Rafael Nadal broke Roger’s 6-year streak, winning the peer-decided Stefan Edberg Sportmanship Award for the first time in this year’s ATP World Tour Awards.
Roger Federer won’t be crying foul – tears of joy, maybe – as he retains the Fan Favorite Award for a record eighth consecutive year. According to the ATP website, Fed received 47% percent of all votes, followed by Nadal and Novak Djokovic. The Byrans won in doubles.
In other awards:
Rafael Nadal won the ATP World Tour No. 1 honors (determined by the rankings) and the Bryan Brothers won the ATP World Tour No. 1 Doubles Team award for the record sixth time in an eight year period.
The ATP players voted 23-year-old Andrey Golubev of Kazakhstan as the Most Improved Player of 2010. He rose from 133 in 2009 to a career high ranking of 33 in October. He won his first title in Hamburg, made it to the finals in Malaysia and beat top guns David Ferrer, Nikolay Davydenko, Robin Soderling and Jurgen Melzer (who kind of deserves his own Most Improved Award, himself.)
German Tobias Kamke was voted Newcomer of the Year and Dutchman Robin Haase Comeback Player of the Year by their ATP peers.
The Indo-Pak Express a.k.a. Rohan Bopanna and Aisam Ul-Haq Qureshi won the Arthur Ashe Humanitarian Award for their inspirational “Stop War, Start Tennis” message.
For more on the awards visit the ATP’s website.
In another popularity contest, the Art of Tennis “self portraits” created by the Elite Eight are now up for online bidding. (Proceeds go to chairty.) Rafael Nadal is in the lead, his painting already up to $14,100. Roger Federer trails slightly at $12,100. World No. 3 Novak Djokovic is a bargain at $2,550. Click here for more.
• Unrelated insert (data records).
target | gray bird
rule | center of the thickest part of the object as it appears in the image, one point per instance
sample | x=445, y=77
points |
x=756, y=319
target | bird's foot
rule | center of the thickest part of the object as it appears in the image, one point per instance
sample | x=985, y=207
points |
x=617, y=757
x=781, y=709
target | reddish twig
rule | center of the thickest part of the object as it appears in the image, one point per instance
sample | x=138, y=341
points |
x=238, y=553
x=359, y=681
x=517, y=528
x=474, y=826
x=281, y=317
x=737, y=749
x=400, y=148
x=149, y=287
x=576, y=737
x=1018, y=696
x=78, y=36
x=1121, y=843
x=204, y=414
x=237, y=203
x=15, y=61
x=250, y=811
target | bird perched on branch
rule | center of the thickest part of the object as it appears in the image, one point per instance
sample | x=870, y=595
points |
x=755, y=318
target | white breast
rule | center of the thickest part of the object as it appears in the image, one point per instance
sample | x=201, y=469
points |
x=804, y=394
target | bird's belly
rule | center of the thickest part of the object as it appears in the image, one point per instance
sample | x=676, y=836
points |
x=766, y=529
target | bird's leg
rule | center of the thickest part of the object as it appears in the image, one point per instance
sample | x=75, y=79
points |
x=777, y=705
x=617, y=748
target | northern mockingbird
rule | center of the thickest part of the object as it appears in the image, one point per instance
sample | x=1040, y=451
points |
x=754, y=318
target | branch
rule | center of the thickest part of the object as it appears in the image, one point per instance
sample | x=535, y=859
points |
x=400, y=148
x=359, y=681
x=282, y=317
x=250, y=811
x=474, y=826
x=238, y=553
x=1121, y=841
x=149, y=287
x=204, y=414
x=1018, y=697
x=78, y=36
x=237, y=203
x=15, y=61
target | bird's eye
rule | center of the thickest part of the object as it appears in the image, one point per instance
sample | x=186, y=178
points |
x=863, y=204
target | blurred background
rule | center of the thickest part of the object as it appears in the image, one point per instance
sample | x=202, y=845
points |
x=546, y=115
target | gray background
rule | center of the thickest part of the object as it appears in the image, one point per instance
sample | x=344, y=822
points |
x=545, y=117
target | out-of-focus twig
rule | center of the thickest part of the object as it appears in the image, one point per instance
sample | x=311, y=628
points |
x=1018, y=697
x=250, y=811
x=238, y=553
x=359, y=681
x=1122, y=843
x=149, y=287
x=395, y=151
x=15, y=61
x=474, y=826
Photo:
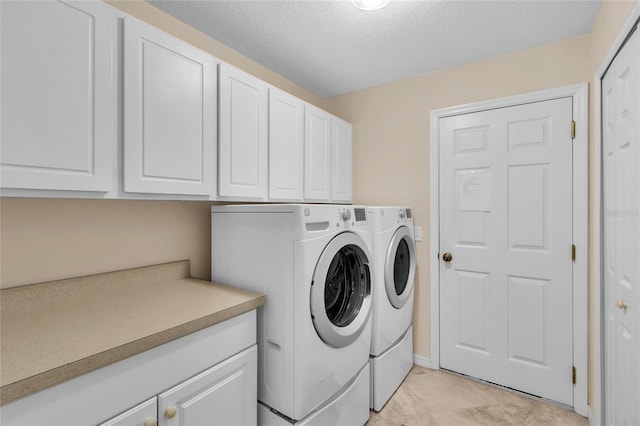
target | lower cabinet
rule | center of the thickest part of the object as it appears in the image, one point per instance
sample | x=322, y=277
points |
x=208, y=377
x=145, y=414
x=224, y=395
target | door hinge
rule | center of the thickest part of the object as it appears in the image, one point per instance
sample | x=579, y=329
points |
x=573, y=129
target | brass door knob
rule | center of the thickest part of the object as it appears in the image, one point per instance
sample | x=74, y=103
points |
x=170, y=412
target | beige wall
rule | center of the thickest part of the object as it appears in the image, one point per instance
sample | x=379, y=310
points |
x=391, y=127
x=159, y=19
x=43, y=240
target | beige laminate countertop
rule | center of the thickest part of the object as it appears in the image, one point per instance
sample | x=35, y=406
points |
x=53, y=332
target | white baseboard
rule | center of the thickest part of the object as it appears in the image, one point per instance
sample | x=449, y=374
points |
x=423, y=362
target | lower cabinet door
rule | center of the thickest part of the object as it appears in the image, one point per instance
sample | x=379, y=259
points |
x=224, y=395
x=145, y=414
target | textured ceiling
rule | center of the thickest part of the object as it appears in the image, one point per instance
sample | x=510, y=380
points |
x=332, y=48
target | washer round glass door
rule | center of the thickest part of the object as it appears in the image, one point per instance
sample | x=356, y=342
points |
x=341, y=290
x=400, y=267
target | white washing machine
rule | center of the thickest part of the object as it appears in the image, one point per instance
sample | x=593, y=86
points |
x=313, y=263
x=394, y=271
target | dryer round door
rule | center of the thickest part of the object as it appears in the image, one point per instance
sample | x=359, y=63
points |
x=341, y=290
x=400, y=267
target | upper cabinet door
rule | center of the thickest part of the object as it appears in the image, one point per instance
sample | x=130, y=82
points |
x=317, y=154
x=242, y=163
x=286, y=146
x=341, y=170
x=58, y=128
x=169, y=113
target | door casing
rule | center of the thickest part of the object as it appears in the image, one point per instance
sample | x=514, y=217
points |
x=580, y=221
x=596, y=416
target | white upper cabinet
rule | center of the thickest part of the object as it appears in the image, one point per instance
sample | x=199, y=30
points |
x=58, y=85
x=242, y=144
x=286, y=146
x=169, y=113
x=341, y=165
x=317, y=154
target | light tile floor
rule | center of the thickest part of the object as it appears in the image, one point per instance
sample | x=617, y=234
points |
x=429, y=397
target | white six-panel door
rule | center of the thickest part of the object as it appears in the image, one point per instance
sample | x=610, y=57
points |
x=506, y=220
x=621, y=197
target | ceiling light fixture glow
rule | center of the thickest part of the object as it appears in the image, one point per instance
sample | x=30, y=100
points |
x=370, y=4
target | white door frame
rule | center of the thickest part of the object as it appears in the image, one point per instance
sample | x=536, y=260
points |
x=579, y=93
x=597, y=414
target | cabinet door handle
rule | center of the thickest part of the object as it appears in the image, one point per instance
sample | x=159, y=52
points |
x=170, y=412
x=151, y=421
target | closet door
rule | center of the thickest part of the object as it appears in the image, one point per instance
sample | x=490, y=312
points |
x=58, y=128
x=286, y=146
x=169, y=113
x=243, y=134
x=621, y=224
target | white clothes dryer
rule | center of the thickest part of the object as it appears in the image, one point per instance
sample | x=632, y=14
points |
x=314, y=264
x=394, y=270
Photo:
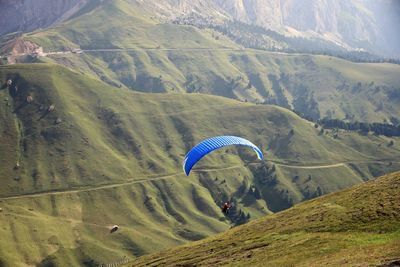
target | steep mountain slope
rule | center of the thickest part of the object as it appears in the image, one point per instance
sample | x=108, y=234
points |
x=78, y=156
x=29, y=15
x=137, y=51
x=348, y=24
x=358, y=226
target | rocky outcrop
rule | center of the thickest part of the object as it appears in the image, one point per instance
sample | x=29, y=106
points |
x=29, y=15
x=360, y=24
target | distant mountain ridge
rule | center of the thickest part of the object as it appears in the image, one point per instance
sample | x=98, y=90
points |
x=353, y=25
x=29, y=15
x=349, y=24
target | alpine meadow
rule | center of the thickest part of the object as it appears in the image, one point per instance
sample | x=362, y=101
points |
x=199, y=133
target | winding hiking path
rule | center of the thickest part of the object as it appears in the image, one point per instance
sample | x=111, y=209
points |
x=175, y=175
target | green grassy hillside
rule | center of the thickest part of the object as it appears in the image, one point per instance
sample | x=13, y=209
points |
x=359, y=226
x=105, y=156
x=204, y=61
To continue with the Art of Tennis theme, Sport Illustrated writer Jon Wertheim recently named Rafael Nadal as his “Sportsman” of 2010 (via si.com):
For the better part of the past decade, tennis fans have been treated to Federer’s graceful, stylish tennis. If Federer is Monet, all light and delicacy, Nadal is Jackson Pollock, all force and power, all toil and trouble.
Love this part:
That’s something else about Nadal. While his results border on ostentatious, his personality remains defiantly humble. Trying to inflame his rivalry with Federer is a fool’s errand. “Roger is better [than I am]. Anyone who knows tennis knows that.” (Imagine for a moment, say, LeBron James openly conceding the superiority of Kobe Bryant.) You’d be hard-pressed to find a top-tier athlete who signs more autographs, poses for more photos, makes fewer false moves.
Check out more of Wertheim’s piece here.
Any thoughts on these year end honors?